Gunter’s Home Made Portable Workbench on a Wagon - Cheap, easy and handy

Wednesday, December 14, 2011 10:42 AM Posted by Tondeleo Lee Thomas

Tondeleo: I never cease to be amazed at the creativity of some of these uneducated rural Americans. Many of them nave finished secondary school, and are not informed about (and indeed have no interest in) world events and politics, but they can invent and make almost anything. 

Below is a picture that I took of a workbench on a wagon that was built by one of Doc’s friends, Gunter (yes, Gunter, not Gunther). Gunter is handy and creative and always has some new invention he has come up with. 

Gunter is a family man, and like a lot of rural people, he keeps working on his house to improve it so it will be bigger and better for family gatherings over the holidays. He has added on an attached two car garage. He finished out his basement by adding a brick fireplace, a bar and family room. Across the back of his house, he has added a two story enclosed porch with a barbecue pit and exercise room. 
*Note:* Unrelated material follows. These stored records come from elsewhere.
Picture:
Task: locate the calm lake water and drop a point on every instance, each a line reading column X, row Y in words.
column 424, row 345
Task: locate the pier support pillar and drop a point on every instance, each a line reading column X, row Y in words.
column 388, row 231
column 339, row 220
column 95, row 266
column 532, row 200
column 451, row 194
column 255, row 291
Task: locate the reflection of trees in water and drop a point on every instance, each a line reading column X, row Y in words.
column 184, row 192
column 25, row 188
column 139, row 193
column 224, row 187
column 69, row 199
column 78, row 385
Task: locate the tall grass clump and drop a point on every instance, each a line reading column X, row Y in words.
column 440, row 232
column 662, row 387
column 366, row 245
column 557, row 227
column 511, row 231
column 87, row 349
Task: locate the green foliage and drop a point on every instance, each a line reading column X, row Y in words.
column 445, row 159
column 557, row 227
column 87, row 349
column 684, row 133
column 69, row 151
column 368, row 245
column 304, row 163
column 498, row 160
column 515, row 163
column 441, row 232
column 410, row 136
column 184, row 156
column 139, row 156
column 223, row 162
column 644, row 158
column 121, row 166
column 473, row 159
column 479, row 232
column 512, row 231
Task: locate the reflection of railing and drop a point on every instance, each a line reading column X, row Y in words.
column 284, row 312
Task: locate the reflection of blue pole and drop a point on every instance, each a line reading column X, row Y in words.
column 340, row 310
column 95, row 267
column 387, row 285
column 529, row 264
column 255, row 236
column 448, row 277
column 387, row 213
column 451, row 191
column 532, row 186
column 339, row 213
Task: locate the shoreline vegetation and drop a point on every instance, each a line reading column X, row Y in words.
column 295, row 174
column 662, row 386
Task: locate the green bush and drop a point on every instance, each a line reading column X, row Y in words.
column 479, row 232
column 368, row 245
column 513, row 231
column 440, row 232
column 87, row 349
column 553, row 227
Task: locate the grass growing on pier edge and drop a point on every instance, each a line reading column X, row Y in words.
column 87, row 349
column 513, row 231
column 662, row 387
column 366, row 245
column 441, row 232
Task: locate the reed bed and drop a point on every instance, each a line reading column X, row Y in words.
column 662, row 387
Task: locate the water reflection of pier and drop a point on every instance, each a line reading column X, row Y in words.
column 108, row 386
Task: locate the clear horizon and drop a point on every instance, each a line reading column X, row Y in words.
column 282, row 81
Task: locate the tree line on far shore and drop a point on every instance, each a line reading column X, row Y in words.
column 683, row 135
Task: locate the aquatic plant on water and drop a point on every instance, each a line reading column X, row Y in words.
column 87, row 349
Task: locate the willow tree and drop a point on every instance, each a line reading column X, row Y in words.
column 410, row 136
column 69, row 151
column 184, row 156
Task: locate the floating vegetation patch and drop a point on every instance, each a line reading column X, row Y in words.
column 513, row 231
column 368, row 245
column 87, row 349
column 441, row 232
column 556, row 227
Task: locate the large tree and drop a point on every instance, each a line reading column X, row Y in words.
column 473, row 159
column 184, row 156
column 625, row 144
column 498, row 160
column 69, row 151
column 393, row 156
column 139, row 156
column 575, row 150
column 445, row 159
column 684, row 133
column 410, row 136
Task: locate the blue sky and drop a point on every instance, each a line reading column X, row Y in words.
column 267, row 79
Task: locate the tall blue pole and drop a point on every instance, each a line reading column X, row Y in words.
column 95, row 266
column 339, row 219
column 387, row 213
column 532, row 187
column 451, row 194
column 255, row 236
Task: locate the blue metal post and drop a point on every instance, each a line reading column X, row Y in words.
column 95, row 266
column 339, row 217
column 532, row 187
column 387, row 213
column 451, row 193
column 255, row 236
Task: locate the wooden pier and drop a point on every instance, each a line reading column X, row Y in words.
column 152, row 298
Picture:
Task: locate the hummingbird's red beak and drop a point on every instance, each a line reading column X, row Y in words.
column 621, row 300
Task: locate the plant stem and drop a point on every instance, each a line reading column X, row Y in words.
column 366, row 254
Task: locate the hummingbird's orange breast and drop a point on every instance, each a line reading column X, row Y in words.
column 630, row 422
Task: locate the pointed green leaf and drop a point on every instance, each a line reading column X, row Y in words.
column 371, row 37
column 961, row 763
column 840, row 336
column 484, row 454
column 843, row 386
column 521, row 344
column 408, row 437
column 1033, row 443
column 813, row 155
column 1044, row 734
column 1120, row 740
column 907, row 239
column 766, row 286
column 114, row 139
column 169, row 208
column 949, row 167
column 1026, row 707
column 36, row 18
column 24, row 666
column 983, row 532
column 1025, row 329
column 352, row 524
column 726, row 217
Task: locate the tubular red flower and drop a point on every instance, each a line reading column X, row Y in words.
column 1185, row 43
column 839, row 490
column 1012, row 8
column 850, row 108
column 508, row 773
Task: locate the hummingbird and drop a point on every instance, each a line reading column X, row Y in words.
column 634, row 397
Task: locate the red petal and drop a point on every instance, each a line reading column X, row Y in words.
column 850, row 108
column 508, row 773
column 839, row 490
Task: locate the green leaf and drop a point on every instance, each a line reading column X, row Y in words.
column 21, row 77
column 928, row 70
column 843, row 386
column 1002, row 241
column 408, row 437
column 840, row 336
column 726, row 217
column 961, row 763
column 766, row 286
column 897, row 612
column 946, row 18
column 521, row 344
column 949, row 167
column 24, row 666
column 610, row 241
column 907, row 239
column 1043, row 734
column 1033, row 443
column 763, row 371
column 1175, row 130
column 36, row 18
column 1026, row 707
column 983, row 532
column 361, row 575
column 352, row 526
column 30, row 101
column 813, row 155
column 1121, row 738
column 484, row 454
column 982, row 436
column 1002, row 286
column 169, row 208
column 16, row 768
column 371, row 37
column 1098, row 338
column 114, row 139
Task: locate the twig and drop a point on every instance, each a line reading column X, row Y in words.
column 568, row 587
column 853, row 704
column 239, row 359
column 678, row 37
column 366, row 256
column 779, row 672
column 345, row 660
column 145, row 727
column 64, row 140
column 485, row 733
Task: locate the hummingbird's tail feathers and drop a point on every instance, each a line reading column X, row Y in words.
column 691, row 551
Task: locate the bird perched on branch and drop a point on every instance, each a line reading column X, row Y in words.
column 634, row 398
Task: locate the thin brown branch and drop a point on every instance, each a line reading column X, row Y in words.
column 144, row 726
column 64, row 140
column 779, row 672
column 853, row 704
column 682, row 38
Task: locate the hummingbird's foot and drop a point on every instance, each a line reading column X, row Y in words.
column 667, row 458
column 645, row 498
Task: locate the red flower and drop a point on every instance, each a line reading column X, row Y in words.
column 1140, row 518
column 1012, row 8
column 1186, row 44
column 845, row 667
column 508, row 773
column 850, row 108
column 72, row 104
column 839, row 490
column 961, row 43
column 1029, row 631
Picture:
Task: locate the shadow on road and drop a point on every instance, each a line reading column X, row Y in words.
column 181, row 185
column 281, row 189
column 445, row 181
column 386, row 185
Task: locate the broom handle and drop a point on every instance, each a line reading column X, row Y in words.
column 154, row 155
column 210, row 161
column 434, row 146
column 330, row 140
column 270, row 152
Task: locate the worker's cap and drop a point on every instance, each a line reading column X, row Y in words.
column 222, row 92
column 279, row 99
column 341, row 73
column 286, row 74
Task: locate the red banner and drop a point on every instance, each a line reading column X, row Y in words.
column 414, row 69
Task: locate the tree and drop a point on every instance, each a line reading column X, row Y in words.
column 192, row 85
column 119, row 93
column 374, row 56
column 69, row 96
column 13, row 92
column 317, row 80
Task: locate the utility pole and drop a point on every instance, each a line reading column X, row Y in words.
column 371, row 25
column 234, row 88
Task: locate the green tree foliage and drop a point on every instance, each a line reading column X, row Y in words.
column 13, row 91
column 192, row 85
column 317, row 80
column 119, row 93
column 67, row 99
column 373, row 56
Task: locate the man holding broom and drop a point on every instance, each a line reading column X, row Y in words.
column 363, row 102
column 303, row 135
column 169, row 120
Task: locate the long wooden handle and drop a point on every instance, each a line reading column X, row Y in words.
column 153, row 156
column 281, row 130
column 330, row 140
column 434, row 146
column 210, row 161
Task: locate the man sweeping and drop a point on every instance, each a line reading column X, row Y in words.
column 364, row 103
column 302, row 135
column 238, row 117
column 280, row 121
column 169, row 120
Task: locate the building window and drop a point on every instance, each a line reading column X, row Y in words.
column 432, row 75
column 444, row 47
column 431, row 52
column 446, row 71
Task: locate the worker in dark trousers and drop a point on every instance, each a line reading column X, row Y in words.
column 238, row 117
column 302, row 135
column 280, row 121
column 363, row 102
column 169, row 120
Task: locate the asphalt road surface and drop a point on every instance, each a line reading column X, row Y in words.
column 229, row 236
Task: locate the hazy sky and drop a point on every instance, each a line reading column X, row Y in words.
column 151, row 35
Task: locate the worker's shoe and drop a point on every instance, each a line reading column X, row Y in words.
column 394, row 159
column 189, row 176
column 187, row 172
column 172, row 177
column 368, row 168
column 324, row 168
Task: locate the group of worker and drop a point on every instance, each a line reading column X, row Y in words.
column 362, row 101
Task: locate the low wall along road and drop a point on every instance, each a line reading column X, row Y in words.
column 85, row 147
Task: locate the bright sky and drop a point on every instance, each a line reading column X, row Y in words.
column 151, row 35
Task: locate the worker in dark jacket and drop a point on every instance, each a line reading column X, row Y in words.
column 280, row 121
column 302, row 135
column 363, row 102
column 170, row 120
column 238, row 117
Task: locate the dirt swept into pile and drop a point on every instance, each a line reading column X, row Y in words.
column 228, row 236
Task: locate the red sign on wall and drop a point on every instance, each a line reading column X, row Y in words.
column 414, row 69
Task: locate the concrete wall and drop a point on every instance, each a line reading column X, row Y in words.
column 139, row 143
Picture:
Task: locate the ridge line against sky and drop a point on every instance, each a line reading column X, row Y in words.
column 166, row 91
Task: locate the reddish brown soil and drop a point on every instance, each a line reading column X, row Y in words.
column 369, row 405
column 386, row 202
No plans or blueprints were used. Indeed no building permits were obtained. Gunter pictured these things in his head and commenced to build them.

He made a portable workbench on a wagon so he could transport his tools easily and have a work surface to use them on whilst working on his projects.
GunthersWagonWorkbench
Doc: Yeah, that Gunter can make anything and fix anything. He’s smart, and like the rest of us, he don’t have any money. When you ain’t got money, you gotta use your brain more. You can’t let it hold you back just ‘cause you ain’t got any money. Country boys can SURVIVE, Tondy!
That wagon workbench of his is really nice. He got the wagon part of it at a tool sale. Then, he took scraps of one inch angle and welded up a little table to fit just inside the edges of the wagon. He put a frame about 8 inched or maybe ten for support, and also to hold the Pepsi cartons that he uses to hold his hand tools.

The Pepsi cartons are held in with zip ties, so he can remove them if he wants. The workbench is not welded to the wagon, even though welding is faster and easier. He bolted it in, in case one day he wants to take it off and do something different with his wagon. 

Gunter has a shop out back and he needs those wagon wheels to get his workbench from the house to the shop and back. Little wheels would get stuck in the mud.

This here picture is made under his porch what he built. Look at that floor! That didn’t costs him even one thin dime! He made it for free by pickin’ up old 2X4 scraps from off of construction sites and then cuttin’ them up into 10 inch sections and layin’ them on the sand what he put under his porch. That’s a good lookin’ floor, for free. 

Gunter’s a smart one, for sure. You ought to show people the picture of his porch from the outside, how he framed out the screening by using wooden screen doors.

He got all kinds of things what is worth writin’ about. He can fix cars, weld, do masonry work, electrical work, carpentry work, all of it. And he does it good. Write about him, Tondy.